Now, there’s rumors of a temper tantrum in the presence of all the nation’s topic economists and financial regulators outlined here in the WSJ. It seems he’s not getting the Obama way on this one. The ladies in the room have taken exception to his granting Ben Bernanke (possibly later, this year, La-la Summers) all the fun and power. I guess being an independent regulator with an agency all to yourself just isn’t what it used to be; especially when you have scary lady parts and a huge brain.
Mr. Geithner told the regulators Friday that “enough is enough,” said one person familiar with the meeting. Mr. Geithner said regulators had been given a chance to air their concerns, but that it was time to stop, this person said.
Among those gathered in the Treasury conference room were Federal Reserve Chairman Ben Bernanke, Securities and Exchange Commission Chairman Mary Schapiro and Federal Deposit Insurance Corp. Chairman Sheila Bair.
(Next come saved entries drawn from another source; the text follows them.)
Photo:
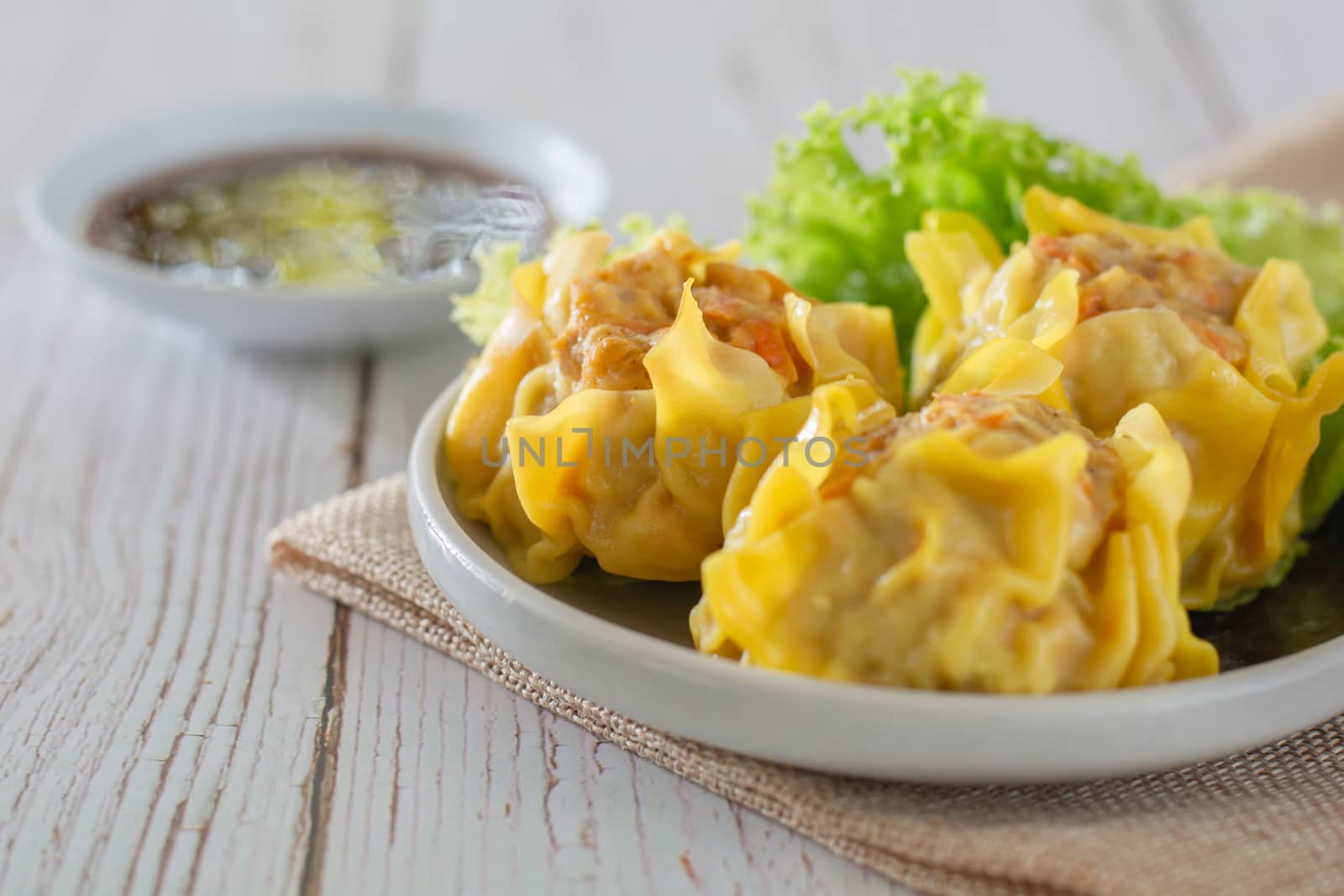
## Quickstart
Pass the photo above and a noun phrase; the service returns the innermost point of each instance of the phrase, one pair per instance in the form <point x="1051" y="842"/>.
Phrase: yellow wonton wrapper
<point x="635" y="479"/>
<point x="1247" y="432"/>
<point x="945" y="567"/>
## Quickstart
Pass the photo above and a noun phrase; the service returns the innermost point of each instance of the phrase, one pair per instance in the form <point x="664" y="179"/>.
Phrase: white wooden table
<point x="174" y="718"/>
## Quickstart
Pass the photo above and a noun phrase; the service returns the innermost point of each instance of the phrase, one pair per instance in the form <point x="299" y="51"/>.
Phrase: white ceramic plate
<point x="627" y="647"/>
<point x="57" y="206"/>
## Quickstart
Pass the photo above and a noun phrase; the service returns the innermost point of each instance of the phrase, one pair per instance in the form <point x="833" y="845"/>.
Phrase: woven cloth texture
<point x="1270" y="820"/>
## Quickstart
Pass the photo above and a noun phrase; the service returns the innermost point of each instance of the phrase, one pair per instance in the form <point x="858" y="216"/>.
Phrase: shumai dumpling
<point x="604" y="416"/>
<point x="984" y="543"/>
<point x="1142" y="315"/>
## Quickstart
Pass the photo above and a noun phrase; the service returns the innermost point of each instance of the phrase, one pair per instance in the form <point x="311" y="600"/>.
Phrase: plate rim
<point x="433" y="524"/>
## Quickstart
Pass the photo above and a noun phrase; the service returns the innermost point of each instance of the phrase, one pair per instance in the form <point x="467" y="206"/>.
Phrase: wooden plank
<point x="445" y="781"/>
<point x="154" y="679"/>
<point x="160" y="692"/>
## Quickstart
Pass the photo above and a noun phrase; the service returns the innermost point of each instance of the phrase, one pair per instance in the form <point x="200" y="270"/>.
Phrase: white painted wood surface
<point x="172" y="718"/>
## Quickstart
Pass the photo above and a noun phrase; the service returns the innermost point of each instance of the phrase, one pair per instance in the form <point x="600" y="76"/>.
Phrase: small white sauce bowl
<point x="58" y="203"/>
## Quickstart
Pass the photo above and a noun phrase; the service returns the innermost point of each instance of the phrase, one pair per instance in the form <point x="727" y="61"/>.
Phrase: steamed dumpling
<point x="604" y="417"/>
<point x="983" y="543"/>
<point x="1142" y="315"/>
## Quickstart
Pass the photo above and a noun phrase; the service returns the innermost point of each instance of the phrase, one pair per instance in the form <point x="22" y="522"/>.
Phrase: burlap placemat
<point x="1269" y="820"/>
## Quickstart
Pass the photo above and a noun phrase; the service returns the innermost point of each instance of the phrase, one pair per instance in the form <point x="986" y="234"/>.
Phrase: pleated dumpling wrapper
<point x="605" y="414"/>
<point x="984" y="543"/>
<point x="1144" y="315"/>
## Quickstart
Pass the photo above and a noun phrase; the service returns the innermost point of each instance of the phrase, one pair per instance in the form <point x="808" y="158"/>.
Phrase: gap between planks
<point x="322" y="782"/>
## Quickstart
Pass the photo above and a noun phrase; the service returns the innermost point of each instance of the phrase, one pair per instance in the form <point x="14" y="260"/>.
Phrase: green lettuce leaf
<point x="835" y="228"/>
<point x="481" y="311"/>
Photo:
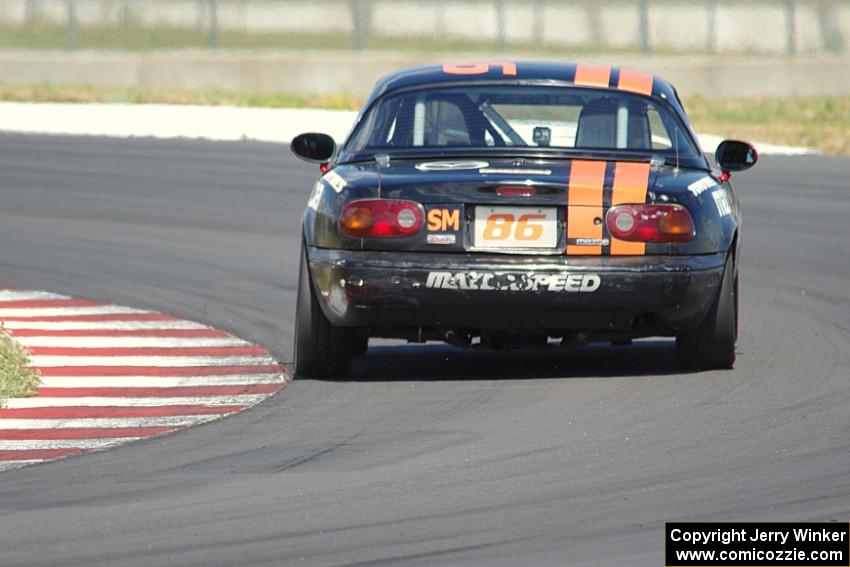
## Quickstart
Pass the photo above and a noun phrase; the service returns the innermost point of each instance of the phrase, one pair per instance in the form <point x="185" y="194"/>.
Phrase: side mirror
<point x="313" y="147"/>
<point x="732" y="155"/>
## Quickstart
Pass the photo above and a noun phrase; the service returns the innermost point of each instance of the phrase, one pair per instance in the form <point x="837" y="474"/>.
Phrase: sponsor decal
<point x="451" y="165"/>
<point x="503" y="281"/>
<point x="441" y="238"/>
<point x="506" y="171"/>
<point x="443" y="219"/>
<point x="508" y="68"/>
<point x="316" y="196"/>
<point x="722" y="202"/>
<point x="335" y="180"/>
<point x="591" y="242"/>
<point x="700" y="186"/>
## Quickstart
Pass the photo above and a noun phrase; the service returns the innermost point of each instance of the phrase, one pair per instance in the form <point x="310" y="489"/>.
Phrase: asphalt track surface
<point x="428" y="456"/>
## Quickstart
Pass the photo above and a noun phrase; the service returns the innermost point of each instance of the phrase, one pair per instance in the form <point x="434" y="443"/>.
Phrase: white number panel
<point x="516" y="227"/>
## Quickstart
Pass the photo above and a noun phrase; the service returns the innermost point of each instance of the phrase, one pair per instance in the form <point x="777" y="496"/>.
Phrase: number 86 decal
<point x="500" y="226"/>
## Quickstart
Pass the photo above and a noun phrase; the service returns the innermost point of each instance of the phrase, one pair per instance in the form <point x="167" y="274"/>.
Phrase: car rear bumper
<point x="639" y="295"/>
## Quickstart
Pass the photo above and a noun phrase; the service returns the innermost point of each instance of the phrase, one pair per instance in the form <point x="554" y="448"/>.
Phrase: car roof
<point x="529" y="72"/>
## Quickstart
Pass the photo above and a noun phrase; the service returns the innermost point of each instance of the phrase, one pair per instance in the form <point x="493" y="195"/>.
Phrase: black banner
<point x="757" y="544"/>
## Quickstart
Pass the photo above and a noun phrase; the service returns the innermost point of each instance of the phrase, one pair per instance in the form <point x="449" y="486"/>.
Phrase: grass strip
<point x="820" y="122"/>
<point x="17" y="379"/>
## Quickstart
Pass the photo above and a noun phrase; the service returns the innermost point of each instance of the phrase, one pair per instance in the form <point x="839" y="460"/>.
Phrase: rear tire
<point x="712" y="344"/>
<point x="321" y="350"/>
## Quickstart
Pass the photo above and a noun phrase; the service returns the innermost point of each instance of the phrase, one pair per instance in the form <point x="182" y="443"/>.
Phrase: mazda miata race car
<point x="510" y="204"/>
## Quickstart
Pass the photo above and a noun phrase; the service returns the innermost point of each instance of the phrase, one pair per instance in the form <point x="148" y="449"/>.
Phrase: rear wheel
<point x="321" y="350"/>
<point x="712" y="344"/>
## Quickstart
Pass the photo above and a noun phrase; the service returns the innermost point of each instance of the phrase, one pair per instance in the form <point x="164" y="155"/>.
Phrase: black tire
<point x="712" y="344"/>
<point x="321" y="350"/>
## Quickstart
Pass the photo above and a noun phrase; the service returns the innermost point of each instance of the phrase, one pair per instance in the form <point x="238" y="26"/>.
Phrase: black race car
<point x="512" y="203"/>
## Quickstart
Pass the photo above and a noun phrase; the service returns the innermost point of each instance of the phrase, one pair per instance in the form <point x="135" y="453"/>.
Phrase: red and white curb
<point x="112" y="374"/>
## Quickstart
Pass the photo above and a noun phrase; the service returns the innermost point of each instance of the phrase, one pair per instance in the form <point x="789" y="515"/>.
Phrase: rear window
<point x="528" y="117"/>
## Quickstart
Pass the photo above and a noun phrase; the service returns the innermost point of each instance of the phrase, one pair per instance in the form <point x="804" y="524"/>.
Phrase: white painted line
<point x="100" y="325"/>
<point x="9" y="465"/>
<point x="67" y="311"/>
<point x="156" y="401"/>
<point x="173" y="121"/>
<point x="130" y="342"/>
<point x="50" y="361"/>
<point x="34" y="445"/>
<point x="709" y="143"/>
<point x="24" y="295"/>
<point x="163" y="382"/>
<point x="160" y="421"/>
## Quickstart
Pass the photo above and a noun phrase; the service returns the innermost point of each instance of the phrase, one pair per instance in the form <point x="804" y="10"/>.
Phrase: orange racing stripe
<point x="584" y="200"/>
<point x="631" y="181"/>
<point x="592" y="75"/>
<point x="635" y="81"/>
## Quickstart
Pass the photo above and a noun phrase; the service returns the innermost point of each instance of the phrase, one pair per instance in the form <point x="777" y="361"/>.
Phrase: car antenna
<point x="676" y="146"/>
<point x="381" y="160"/>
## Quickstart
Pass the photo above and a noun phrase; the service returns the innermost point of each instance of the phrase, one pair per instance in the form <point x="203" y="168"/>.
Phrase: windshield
<point x="522" y="117"/>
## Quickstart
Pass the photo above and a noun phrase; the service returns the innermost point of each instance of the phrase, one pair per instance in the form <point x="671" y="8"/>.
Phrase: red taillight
<point x="381" y="218"/>
<point x="650" y="223"/>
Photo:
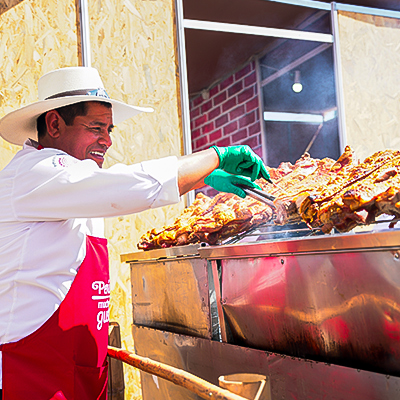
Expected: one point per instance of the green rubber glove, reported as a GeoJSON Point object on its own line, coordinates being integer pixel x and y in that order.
{"type": "Point", "coordinates": [241, 160]}
{"type": "Point", "coordinates": [224, 182]}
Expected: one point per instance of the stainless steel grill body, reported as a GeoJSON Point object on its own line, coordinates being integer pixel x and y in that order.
{"type": "Point", "coordinates": [332, 299]}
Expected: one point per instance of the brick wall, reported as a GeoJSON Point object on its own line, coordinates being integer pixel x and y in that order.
{"type": "Point", "coordinates": [228, 115]}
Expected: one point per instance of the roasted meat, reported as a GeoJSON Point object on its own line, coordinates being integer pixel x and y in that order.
{"type": "Point", "coordinates": [209, 220]}
{"type": "Point", "coordinates": [323, 193]}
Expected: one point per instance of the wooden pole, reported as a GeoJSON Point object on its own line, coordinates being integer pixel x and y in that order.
{"type": "Point", "coordinates": [202, 388]}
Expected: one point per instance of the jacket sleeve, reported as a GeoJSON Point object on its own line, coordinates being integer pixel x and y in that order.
{"type": "Point", "coordinates": [61, 187]}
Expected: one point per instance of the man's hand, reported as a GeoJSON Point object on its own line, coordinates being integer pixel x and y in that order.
{"type": "Point", "coordinates": [241, 160]}
{"type": "Point", "coordinates": [224, 182]}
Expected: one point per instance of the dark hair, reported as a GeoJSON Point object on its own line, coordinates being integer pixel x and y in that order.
{"type": "Point", "coordinates": [67, 113]}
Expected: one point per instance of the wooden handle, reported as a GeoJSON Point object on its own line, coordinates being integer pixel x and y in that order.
{"type": "Point", "coordinates": [202, 388]}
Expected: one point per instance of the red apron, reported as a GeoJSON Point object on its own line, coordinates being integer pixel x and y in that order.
{"type": "Point", "coordinates": [66, 357]}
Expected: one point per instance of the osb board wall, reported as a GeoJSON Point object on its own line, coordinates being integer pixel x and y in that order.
{"type": "Point", "coordinates": [370, 53]}
{"type": "Point", "coordinates": [36, 37]}
{"type": "Point", "coordinates": [133, 47]}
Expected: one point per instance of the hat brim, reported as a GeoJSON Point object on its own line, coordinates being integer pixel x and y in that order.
{"type": "Point", "coordinates": [19, 125]}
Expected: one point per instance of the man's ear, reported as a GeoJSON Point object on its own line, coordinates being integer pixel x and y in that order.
{"type": "Point", "coordinates": [54, 123]}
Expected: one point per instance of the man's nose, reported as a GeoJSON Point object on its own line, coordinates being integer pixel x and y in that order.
{"type": "Point", "coordinates": [105, 139]}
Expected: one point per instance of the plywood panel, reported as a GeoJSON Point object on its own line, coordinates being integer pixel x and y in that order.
{"type": "Point", "coordinates": [133, 47]}
{"type": "Point", "coordinates": [370, 53]}
{"type": "Point", "coordinates": [36, 37]}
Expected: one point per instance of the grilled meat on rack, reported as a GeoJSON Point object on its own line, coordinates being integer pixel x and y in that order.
{"type": "Point", "coordinates": [322, 193]}
{"type": "Point", "coordinates": [209, 220]}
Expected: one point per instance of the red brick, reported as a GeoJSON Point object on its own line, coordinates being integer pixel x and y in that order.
{"type": "Point", "coordinates": [227, 82]}
{"type": "Point", "coordinates": [219, 99]}
{"type": "Point", "coordinates": [214, 113]}
{"type": "Point", "coordinates": [252, 142]}
{"type": "Point", "coordinates": [230, 128]}
{"type": "Point", "coordinates": [247, 119]}
{"type": "Point", "coordinates": [208, 128]}
{"type": "Point", "coordinates": [196, 134]}
{"type": "Point", "coordinates": [237, 112]}
{"type": "Point", "coordinates": [229, 104]}
{"type": "Point", "coordinates": [252, 104]}
{"type": "Point", "coordinates": [224, 142]}
{"type": "Point", "coordinates": [245, 95]}
{"type": "Point", "coordinates": [200, 121]}
{"type": "Point", "coordinates": [206, 106]}
{"type": "Point", "coordinates": [250, 80]}
{"type": "Point", "coordinates": [195, 112]}
{"type": "Point", "coordinates": [244, 71]}
{"type": "Point", "coordinates": [221, 121]}
{"type": "Point", "coordinates": [236, 88]}
{"type": "Point", "coordinates": [201, 142]}
{"type": "Point", "coordinates": [238, 136]}
{"type": "Point", "coordinates": [214, 91]}
{"type": "Point", "coordinates": [215, 136]}
{"type": "Point", "coordinates": [255, 128]}
{"type": "Point", "coordinates": [197, 101]}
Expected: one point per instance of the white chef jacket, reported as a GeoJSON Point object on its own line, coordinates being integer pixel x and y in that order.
{"type": "Point", "coordinates": [49, 202]}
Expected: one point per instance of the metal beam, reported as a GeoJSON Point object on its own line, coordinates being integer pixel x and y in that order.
{"type": "Point", "coordinates": [184, 88]}
{"type": "Point", "coordinates": [337, 63]}
{"type": "Point", "coordinates": [295, 63]}
{"type": "Point", "coordinates": [257, 30]}
{"type": "Point", "coordinates": [85, 33]}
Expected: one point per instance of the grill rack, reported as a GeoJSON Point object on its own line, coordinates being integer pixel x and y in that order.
{"type": "Point", "coordinates": [270, 231]}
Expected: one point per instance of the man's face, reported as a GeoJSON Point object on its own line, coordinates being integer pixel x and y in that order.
{"type": "Point", "coordinates": [89, 136]}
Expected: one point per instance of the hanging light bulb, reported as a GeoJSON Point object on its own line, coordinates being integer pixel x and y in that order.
{"type": "Point", "coordinates": [297, 87]}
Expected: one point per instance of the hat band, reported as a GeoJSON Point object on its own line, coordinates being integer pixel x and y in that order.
{"type": "Point", "coordinates": [100, 92]}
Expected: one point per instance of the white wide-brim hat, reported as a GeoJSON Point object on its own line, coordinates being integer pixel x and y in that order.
{"type": "Point", "coordinates": [60, 88]}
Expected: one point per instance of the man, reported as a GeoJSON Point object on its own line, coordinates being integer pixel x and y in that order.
{"type": "Point", "coordinates": [54, 278]}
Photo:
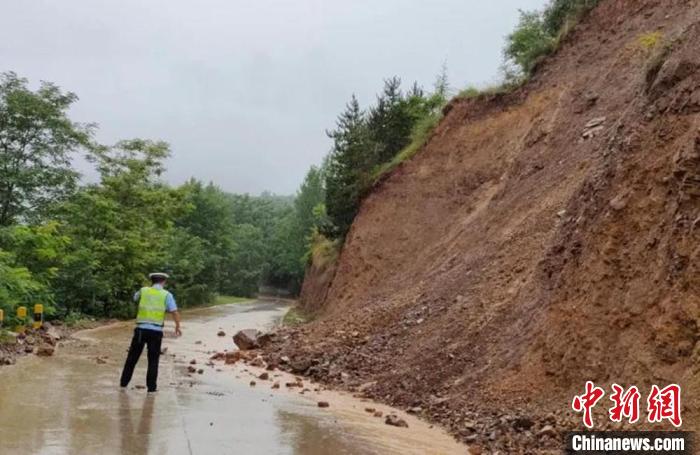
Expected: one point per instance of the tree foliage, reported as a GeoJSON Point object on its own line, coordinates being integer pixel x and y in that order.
{"type": "Point", "coordinates": [37, 140]}
{"type": "Point", "coordinates": [537, 35]}
{"type": "Point", "coordinates": [364, 141]}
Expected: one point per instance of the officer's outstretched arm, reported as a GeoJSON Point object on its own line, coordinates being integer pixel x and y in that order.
{"type": "Point", "coordinates": [176, 318]}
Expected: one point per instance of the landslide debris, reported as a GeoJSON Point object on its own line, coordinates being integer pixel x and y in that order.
{"type": "Point", "coordinates": [542, 238]}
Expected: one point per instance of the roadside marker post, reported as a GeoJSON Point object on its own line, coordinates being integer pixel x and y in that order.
{"type": "Point", "coordinates": [22, 316]}
{"type": "Point", "coordinates": [38, 316]}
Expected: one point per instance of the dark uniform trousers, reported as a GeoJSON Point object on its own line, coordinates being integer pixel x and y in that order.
{"type": "Point", "coordinates": [152, 339]}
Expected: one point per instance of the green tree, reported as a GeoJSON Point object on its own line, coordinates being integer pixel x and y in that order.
{"type": "Point", "coordinates": [120, 228]}
{"type": "Point", "coordinates": [37, 140]}
{"type": "Point", "coordinates": [348, 167]}
{"type": "Point", "coordinates": [529, 42]}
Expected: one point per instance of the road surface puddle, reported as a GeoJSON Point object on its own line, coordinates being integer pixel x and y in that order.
{"type": "Point", "coordinates": [71, 403]}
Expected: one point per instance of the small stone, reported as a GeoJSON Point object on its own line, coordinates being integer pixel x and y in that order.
{"type": "Point", "coordinates": [45, 351]}
{"type": "Point", "coordinates": [547, 430]}
{"type": "Point", "coordinates": [395, 421]}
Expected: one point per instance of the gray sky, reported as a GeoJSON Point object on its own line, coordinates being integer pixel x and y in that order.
{"type": "Point", "coordinates": [244, 90]}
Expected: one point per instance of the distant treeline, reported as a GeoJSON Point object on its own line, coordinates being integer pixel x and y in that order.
{"type": "Point", "coordinates": [84, 249]}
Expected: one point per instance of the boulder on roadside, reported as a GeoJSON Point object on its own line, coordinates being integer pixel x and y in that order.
{"type": "Point", "coordinates": [232, 357]}
{"type": "Point", "coordinates": [247, 339]}
{"type": "Point", "coordinates": [395, 421]}
{"type": "Point", "coordinates": [45, 350]}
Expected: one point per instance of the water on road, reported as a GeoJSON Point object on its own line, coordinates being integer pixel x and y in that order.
{"type": "Point", "coordinates": [71, 403]}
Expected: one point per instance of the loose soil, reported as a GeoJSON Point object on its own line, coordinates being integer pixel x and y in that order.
{"type": "Point", "coordinates": [541, 239]}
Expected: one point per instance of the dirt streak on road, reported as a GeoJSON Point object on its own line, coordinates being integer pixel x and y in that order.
{"type": "Point", "coordinates": [71, 403]}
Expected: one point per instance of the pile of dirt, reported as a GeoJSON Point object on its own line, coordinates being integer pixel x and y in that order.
{"type": "Point", "coordinates": [41, 342]}
{"type": "Point", "coordinates": [541, 239]}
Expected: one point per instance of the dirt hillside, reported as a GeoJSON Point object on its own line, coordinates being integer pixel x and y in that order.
{"type": "Point", "coordinates": [540, 239]}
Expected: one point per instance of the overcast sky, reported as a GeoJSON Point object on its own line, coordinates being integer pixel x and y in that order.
{"type": "Point", "coordinates": [244, 90]}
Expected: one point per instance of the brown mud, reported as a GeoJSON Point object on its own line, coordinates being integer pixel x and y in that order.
{"type": "Point", "coordinates": [71, 402]}
{"type": "Point", "coordinates": [541, 239]}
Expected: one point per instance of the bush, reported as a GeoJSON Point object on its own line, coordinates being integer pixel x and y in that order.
{"type": "Point", "coordinates": [538, 33]}
{"type": "Point", "coordinates": [530, 42]}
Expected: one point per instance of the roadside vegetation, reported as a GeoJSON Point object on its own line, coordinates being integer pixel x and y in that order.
{"type": "Point", "coordinates": [83, 249]}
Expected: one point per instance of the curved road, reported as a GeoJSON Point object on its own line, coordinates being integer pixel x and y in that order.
{"type": "Point", "coordinates": [70, 403]}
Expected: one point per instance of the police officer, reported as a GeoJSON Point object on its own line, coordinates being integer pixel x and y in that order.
{"type": "Point", "coordinates": [154, 301]}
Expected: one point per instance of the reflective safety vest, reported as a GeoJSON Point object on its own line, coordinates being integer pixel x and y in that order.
{"type": "Point", "coordinates": [152, 306]}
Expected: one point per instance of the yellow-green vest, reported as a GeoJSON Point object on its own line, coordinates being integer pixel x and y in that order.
{"type": "Point", "coordinates": [152, 306]}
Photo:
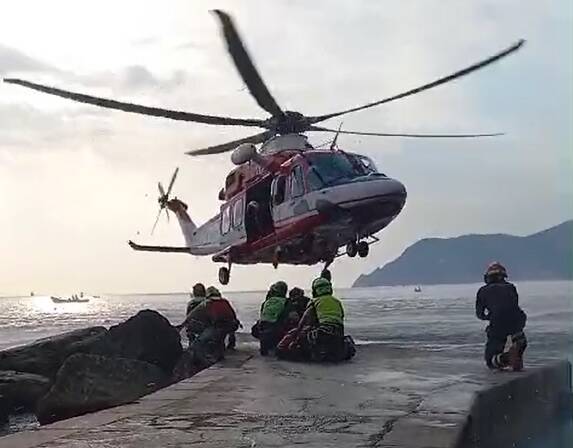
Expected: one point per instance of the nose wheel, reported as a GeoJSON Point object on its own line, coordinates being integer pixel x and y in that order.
{"type": "Point", "coordinates": [363, 249]}
{"type": "Point", "coordinates": [360, 248]}
{"type": "Point", "coordinates": [224, 275]}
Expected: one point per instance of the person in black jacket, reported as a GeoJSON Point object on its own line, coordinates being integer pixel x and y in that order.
{"type": "Point", "coordinates": [497, 302]}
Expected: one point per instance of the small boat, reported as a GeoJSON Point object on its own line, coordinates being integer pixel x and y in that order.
{"type": "Point", "coordinates": [70, 300]}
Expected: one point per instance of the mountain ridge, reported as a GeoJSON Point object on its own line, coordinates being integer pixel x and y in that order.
{"type": "Point", "coordinates": [543, 255]}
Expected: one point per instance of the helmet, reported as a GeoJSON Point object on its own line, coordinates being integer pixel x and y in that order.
{"type": "Point", "coordinates": [279, 289]}
{"type": "Point", "coordinates": [326, 274]}
{"type": "Point", "coordinates": [495, 271]}
{"type": "Point", "coordinates": [212, 292]}
{"type": "Point", "coordinates": [321, 287]}
{"type": "Point", "coordinates": [295, 293]}
{"type": "Point", "coordinates": [199, 290]}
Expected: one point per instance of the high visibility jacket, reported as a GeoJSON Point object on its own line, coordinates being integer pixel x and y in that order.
{"type": "Point", "coordinates": [328, 310]}
{"type": "Point", "coordinates": [272, 309]}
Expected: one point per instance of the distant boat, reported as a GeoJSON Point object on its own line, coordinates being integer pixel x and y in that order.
{"type": "Point", "coordinates": [70, 300]}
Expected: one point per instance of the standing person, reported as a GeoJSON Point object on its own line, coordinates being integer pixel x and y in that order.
{"type": "Point", "coordinates": [325, 317]}
{"type": "Point", "coordinates": [268, 329]}
{"type": "Point", "coordinates": [222, 315]}
{"type": "Point", "coordinates": [498, 302]}
{"type": "Point", "coordinates": [197, 297]}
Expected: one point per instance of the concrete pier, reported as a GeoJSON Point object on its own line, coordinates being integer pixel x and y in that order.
{"type": "Point", "coordinates": [385, 397]}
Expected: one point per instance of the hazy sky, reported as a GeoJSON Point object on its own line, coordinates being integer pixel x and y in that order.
{"type": "Point", "coordinates": [76, 182]}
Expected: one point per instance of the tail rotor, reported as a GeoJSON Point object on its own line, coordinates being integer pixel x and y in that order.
{"type": "Point", "coordinates": [164, 198]}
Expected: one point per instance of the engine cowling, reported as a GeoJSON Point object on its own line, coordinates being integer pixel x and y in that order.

Friday’s roughly hourlong meeting was described as unusual, not only because of Mr. Geithner’s repeated use of obscenities, but because of the aggressive posture he took with officials from federal agencies generally considered independent of the White House. Mr. Geithner reminded attendees that the administration and Congress set policy, not the regulatory agencies.
Mr. Geithner, without singling out officials, raised concerns about regulators who questioned the wisdom of giving the Federal Reserve more power to oversee the financial system. Ms. Schapiro and Ms. Bair, among others, have argued that more authority should be shared among a council of regulators.
This current turf battle is only the latest move by a group within government possibly thwarting the Treasury’s plans to continue uploading tax dollars to the bonus class in the guise of saving the financial sector. If there’s still disagreement about this point, can you imagine what other things are going on in complete disarray behind the scenes? Who is really in charge of solving this overt act of sibling rivalry? Well, if you have figured out where the buck stops in this administration, you’re doing better than me. (Hint: these folks are ALL presidential appointments).